AI & Hardware Series: Part III

Building a local LLM on a budget: Part III — software, the 4am saga, and benchmarks

The GPU is in. The 4am battle with Google's AI over a localhost URL finally gets resolved, Ollama replaces LM Studio, and the benchmarks reveal what 8GB of VRAM and a correctly configured context window actually buy you — and what they don't.

LLM on a Budget series

The beast, assembled

Since Part II, the RTX 2060 Super finally arrived and went in. No cable management. No proper BMS. Just a motherboard, a GPU that makes the board look considerably smaller than it did sitting on its own, and a pair of rear-mounted SSDs held in with brackets that have appeared in this series before.

Inside the Galactica build, motherboard and GPU installed with no cable management
Inside the... beast?? No cable management. No BMS. Yet.
RTX 2060 Super GPU installed on the Machinist X99 motherboard with rear-mounted SSDs visible
That motherboard looked big until that GPU got jammed in there. Note the rear mounted SSDs.

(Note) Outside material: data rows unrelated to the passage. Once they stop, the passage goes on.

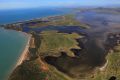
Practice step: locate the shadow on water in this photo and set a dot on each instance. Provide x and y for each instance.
(93, 50)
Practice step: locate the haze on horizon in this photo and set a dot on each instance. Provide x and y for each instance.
(15, 4)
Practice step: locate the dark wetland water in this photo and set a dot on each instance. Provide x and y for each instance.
(93, 51)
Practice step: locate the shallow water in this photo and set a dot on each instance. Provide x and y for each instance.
(94, 52)
(12, 44)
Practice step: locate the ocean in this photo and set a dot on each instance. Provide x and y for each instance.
(12, 42)
(11, 16)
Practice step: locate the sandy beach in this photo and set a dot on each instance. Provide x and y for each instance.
(25, 52)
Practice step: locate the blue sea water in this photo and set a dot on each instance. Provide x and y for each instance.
(11, 16)
(12, 42)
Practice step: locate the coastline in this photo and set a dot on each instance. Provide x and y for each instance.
(24, 54)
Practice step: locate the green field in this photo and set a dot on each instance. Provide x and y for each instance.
(52, 43)
(112, 68)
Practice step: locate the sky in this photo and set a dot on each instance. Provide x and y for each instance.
(14, 4)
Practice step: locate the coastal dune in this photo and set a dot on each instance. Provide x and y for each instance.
(24, 54)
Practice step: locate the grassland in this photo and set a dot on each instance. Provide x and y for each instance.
(112, 68)
(52, 43)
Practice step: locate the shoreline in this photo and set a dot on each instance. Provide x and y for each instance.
(25, 51)
(102, 68)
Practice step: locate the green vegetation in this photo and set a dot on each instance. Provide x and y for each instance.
(52, 43)
(67, 20)
(112, 68)
(30, 70)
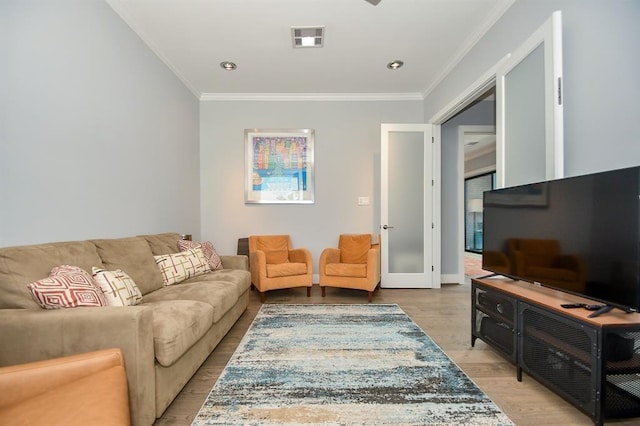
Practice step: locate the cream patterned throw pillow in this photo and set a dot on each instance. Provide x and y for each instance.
(177, 267)
(215, 263)
(119, 288)
(67, 287)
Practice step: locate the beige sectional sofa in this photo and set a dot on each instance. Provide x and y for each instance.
(164, 339)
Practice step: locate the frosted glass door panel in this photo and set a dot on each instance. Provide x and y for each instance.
(529, 111)
(406, 202)
(525, 160)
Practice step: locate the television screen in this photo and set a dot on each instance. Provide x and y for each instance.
(578, 234)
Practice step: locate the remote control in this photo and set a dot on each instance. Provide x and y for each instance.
(572, 305)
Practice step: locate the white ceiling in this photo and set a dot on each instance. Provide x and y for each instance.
(193, 36)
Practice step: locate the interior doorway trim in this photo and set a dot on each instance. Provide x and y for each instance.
(462, 131)
(464, 99)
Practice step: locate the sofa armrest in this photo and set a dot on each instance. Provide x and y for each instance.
(34, 335)
(239, 261)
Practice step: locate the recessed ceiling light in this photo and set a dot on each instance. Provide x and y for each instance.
(228, 66)
(394, 65)
(307, 36)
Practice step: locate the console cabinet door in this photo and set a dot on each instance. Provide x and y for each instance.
(494, 320)
(562, 354)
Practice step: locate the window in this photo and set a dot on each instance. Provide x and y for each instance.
(473, 190)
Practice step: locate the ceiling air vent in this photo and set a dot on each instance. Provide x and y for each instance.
(307, 36)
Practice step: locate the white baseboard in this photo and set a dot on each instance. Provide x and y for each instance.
(452, 278)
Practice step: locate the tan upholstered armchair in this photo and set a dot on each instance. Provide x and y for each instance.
(354, 264)
(275, 264)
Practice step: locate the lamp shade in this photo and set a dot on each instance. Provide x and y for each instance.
(475, 205)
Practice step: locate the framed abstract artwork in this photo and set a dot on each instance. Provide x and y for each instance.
(279, 166)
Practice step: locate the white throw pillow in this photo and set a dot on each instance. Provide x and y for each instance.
(119, 288)
(177, 267)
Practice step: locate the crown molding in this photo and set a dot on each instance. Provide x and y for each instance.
(473, 39)
(119, 8)
(309, 97)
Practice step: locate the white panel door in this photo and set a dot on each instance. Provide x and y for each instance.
(407, 206)
(529, 117)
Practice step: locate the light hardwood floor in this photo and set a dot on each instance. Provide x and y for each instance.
(444, 314)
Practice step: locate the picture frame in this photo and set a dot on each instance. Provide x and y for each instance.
(279, 166)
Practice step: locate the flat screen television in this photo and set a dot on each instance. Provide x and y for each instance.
(580, 235)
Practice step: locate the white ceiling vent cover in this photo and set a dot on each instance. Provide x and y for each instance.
(307, 36)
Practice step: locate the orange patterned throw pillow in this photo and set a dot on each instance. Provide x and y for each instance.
(67, 287)
(215, 263)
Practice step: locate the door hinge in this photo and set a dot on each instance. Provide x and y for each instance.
(559, 90)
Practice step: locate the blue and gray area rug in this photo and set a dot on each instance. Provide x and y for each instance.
(343, 365)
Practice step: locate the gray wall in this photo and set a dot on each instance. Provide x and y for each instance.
(97, 137)
(601, 62)
(347, 165)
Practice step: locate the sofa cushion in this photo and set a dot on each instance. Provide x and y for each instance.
(208, 250)
(118, 287)
(178, 325)
(22, 265)
(177, 267)
(67, 287)
(220, 289)
(162, 243)
(133, 256)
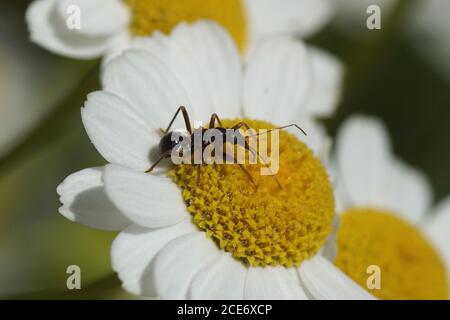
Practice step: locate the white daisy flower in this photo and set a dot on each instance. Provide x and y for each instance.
(106, 26)
(218, 238)
(386, 217)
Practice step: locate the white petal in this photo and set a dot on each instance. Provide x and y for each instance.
(179, 261)
(277, 80)
(326, 282)
(363, 149)
(327, 82)
(119, 132)
(272, 283)
(134, 249)
(84, 201)
(406, 191)
(148, 200)
(98, 17)
(273, 17)
(206, 62)
(437, 228)
(222, 279)
(147, 84)
(49, 30)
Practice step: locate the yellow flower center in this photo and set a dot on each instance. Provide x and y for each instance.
(164, 15)
(409, 266)
(266, 224)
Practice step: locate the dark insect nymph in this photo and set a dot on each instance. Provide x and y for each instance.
(170, 142)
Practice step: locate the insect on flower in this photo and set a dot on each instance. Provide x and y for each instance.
(185, 142)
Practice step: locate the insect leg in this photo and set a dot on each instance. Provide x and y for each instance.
(247, 146)
(282, 127)
(212, 121)
(248, 175)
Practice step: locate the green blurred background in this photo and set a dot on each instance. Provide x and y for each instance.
(400, 74)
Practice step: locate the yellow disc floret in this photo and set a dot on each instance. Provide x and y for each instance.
(163, 15)
(263, 224)
(409, 266)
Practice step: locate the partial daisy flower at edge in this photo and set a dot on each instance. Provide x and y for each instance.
(221, 238)
(108, 25)
(386, 218)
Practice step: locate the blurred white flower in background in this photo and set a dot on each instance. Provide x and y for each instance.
(426, 25)
(31, 81)
(108, 25)
(429, 31)
(386, 217)
(351, 15)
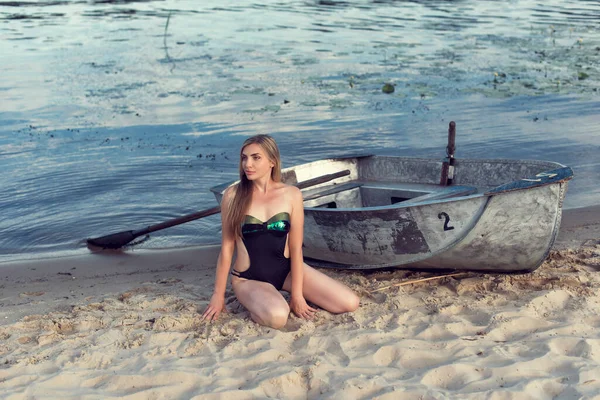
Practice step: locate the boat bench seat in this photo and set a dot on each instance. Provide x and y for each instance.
(447, 192)
(332, 189)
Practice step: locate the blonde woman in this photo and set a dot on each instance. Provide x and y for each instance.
(263, 220)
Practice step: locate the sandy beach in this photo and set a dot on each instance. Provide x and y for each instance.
(127, 325)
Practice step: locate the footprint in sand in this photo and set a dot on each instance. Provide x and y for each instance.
(572, 347)
(452, 377)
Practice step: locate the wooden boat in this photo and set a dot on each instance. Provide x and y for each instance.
(496, 215)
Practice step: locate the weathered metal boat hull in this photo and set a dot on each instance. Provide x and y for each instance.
(501, 215)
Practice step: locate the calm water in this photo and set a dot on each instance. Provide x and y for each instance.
(116, 115)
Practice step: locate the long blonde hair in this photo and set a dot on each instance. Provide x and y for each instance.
(235, 211)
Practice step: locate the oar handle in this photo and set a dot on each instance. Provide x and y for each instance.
(118, 240)
(178, 221)
(215, 210)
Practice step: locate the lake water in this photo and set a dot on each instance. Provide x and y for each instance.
(115, 115)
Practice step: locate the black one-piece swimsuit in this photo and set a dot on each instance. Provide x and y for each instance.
(265, 243)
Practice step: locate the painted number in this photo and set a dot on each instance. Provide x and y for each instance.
(447, 219)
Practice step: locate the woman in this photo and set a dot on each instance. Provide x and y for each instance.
(263, 220)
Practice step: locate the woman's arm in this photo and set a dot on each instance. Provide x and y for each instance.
(217, 301)
(295, 238)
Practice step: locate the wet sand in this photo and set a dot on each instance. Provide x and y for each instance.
(127, 325)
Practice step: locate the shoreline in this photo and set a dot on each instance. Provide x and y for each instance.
(579, 227)
(127, 324)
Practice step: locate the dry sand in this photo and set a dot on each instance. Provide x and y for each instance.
(126, 325)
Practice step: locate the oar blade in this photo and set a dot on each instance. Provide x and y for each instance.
(114, 241)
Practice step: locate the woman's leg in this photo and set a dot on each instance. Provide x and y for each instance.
(266, 305)
(325, 292)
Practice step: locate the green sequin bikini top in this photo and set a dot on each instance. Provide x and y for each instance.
(278, 223)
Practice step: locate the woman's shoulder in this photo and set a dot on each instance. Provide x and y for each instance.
(291, 191)
(229, 193)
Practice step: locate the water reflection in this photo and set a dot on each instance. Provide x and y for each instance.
(113, 119)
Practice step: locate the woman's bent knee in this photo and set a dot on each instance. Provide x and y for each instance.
(274, 317)
(348, 304)
(352, 303)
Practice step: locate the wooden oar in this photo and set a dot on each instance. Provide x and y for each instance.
(118, 240)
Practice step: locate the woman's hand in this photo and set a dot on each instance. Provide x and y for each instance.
(214, 308)
(300, 308)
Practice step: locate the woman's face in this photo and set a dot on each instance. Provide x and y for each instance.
(255, 162)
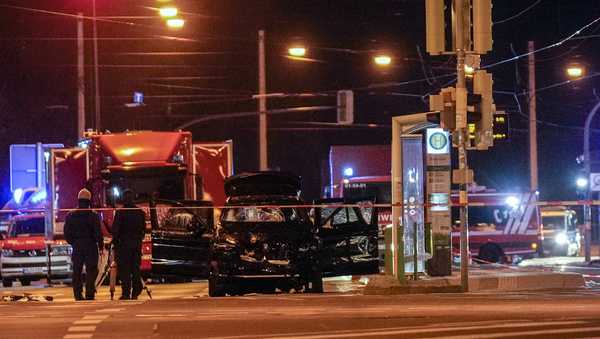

A Sipeed NanoKVM PCIe card is on its way for remote console access — useful for a machine that's going to live in the rack rather than on a desk. Cable management may happen once that's installed and everything is in its final position. Or it may not. We've covered my track record with these things before.

The 4am saga, resolved

Part II ended with an hour and a half of my life at 4am that I wasn't sure I'd get a satisfying explanation for. Here's what was actually going on.

The initial plan — worked out in conversation with Google's AI — was to run LM Studio in headless/server mode and have Open WebUI act as the front-end, talking to LM Studio's local API. Conceptually fine. In practice, two things went wrong at once.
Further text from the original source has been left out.